Women make it happen in Nyanga

Many women, especially in rural communities, have been prevented from playing greater roles in influencing political, social, economic or even developmental and environmental community decisions that could improve their living conditions.

For a long time, men have sidelined women from the development process, in the belief that they knew what was needed. Such prejudices have been hard to overcome.

Despite these setbacks over the decades, agricultural and environmental entrepreneur, Diana Sedze has not been daunted. As a Global Environment Facility Small Grants Programme and Norwegian People’s Aid grantee, she has proved that it is now widely accepted that women’s participation and leadership is a critical prerequisite to poverty alleviation.

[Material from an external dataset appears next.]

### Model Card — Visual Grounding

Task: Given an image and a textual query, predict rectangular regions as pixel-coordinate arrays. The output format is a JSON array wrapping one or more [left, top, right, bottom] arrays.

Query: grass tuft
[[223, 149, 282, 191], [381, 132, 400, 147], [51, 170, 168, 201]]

In the case of water harvesting for irrigation and fish farming, Sedze and group of hard-working women are meeting a large portion of the nutritional requirements of many households in the community.

In the semi-arid Nyanga District, in Manicaland Province, the women of Wards 19 and 22 have formed the Chitsanza Development Association and have set up water harvesting, fish farming, wetland conservation and protection and agro-forestry projects to create food security and alleviate poverty.

“The semi-arid nature of the district sparked the idea of harvesting water from the numerous streams and springs. Small dams and reservoirs have been built to capture this natural water for irrigation and domestic purposes. Women with babies on their backs helped to build these dams and reservoirs, bringing the materials up the mountain range between 2004 – 2007,” said Sedze.

Their tremendous work provides plenty of inspiration. Women on the font lines have found courage from Sedze to shape their own destinies in a range of development and environment arenas. With her encouragement, women now spearhead decision-making in many initiatives.

In every village within CHIDA, women have planted lines of fruit trees mixed with crops such as tomatoes, garlic, sweet potatoes, vegetables and onions. They have also introduced paprika and jatropha which they intend to market to Mutare and beyond.

“In addition, there have been successful campaigns by women here to address issues of economic empowerment and human rights, with emphasis on strengthening household economies, the girl child, HIV/Aids and the right to and control of natural resources,” Caroline Chigwanda, the project finance manager.

Sedze believes that programmes aimed at strengthening communities will have little impact unless the structures that uphold gender inequality continue to change.

Despite many challenges, she and the women she leads have refused to give in. “Our gender experience in perseverance has strengthened us to greater heights” she said.

Born in 1961 in Rusape, Sedze has four children. She is married to a Parks and Wildlife Officer and holds many leadership positions in local politics, farmers’ associations. She is a member of the outgoing Chief Hata’s Advisory Council and sits on the Manicaland Agricultural Show Organizing Committee.